Myanmar’s nuclear weapons programme characterises the coalescing of its strategic imperatives with an indulgent China. The involvement of North Korea and to an extent Pakistan, for furtherance of China’s regional and global agenda is in keeping with their status as proxy powers of the latter.
However, Myanmar’s determined bid to acquire nuclear capability is ‘not India-centric’ which is apparent from the deployment pattern for it has no fixed defences along the 1463 km long Indo-Myanmar border. In fact, Myanmar clearly desisted from denouncing the Indian nuclear tests in May 1998.
Internationally, the isolation of Myanmar has rendered it into a desperate political and economic situation. Therefore, the nuclear capability in the plausible reckoning of the military junta will invest it with the much needed diplomatic manoeuvre space in the international arena. Nevertheless, China’s patronage and even its admission into the ASEAN as a full member have not mitigated its political and economic problems. The Western world continues to view the Myanmar regime as totalitarian, repressive and regressive. The military regime in Myanmar has also been circumspect about turning into a vassal state of China. However, the regime’s survival compulsions have outweighed other considerations, which China has been ruthlessly exploiting.
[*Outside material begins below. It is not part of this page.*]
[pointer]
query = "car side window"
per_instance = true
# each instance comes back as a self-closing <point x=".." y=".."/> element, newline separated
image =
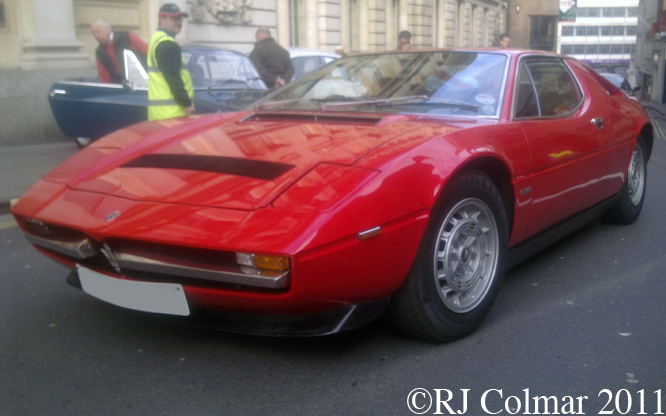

The military dispensation in Myanmar, very much like the regime in North Korea is paranoid about being dislodged by intervention, military or otherwise, by the US and its allies. The nuclear weapons capability, the Myanmar regime contends will strategically insulate it against any such design. Thus, Myanmar is pursuing the nuclear course for the very survivability of the military regime. In that it is probably guided by the North Korean example.
For China, a nuclear armed Myanmar will further bolster its strategic encirclement of India—the major challenge to its regional supremacy. In the global context, proxy nuclear states serve as robust strategic pawns in the prevailing unipolar international order.
(Disclaimer: The views expressed in this article are those of the author and do not represent the views either of the Editorial Committee or the Centre for Land Warfare Studies).